One of the leaders of the Handy Fest since his first in 1998, Gold says this year will be his last in a leadership role—for a while, anyway.
His son, Nate, is a runner on Henderson County High School’s track team, and festival committee meetings kept him away from some of his meets this past spring.
But he’ll be back, he admits.

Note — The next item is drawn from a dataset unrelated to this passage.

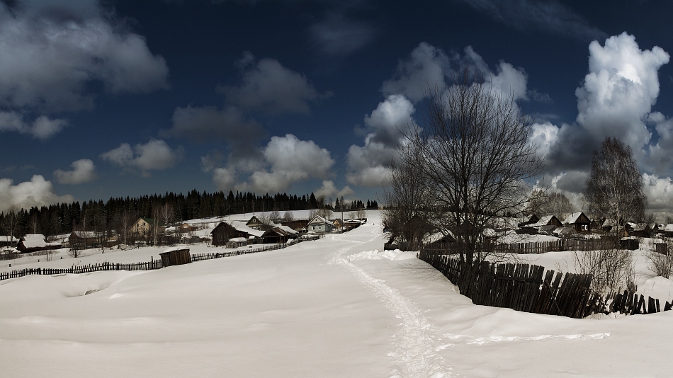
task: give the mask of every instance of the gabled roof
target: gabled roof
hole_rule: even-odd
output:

The fest is in his blood.
Newman says many of the bands that play at the Handy Fest tour throughout the U.S. and many also tour in Europe.
“(But) they know and love and remember the Handy Fest and Henderson, Ky.,” she says. “That’s magic.”
“The great thing is that it is the signature festival, not of the region, but all around the world (during the week it’s put on),” Gold says.
“For a week of the year,” Bishop says, “it is the epicenter of the entire genre.”
By the way, the headliner who squeezed his act into Rookie’s to rock the rainy night was the band of Devin Allman, son of legendary Gregg Allman of the Allman Brothers Band.
“They did it and it was a great time,” Gold says.
And the 70-something who took a quick rest on the metal walkway before his encore was none other than four-time Grammy winner Delbert McClinton.
While peering at the splayed Grammy winner, Bishop and Gold asked each other, “Is he OK?”
Then he popped up, moved to the stage and gave his encore.
Gold says his favorite Handy Fest committee meeting is the first after the festival when organizers recount their own instances of Handy Magic, telling their tales, reliving the music, feeling the feeling, until they do it all again next year.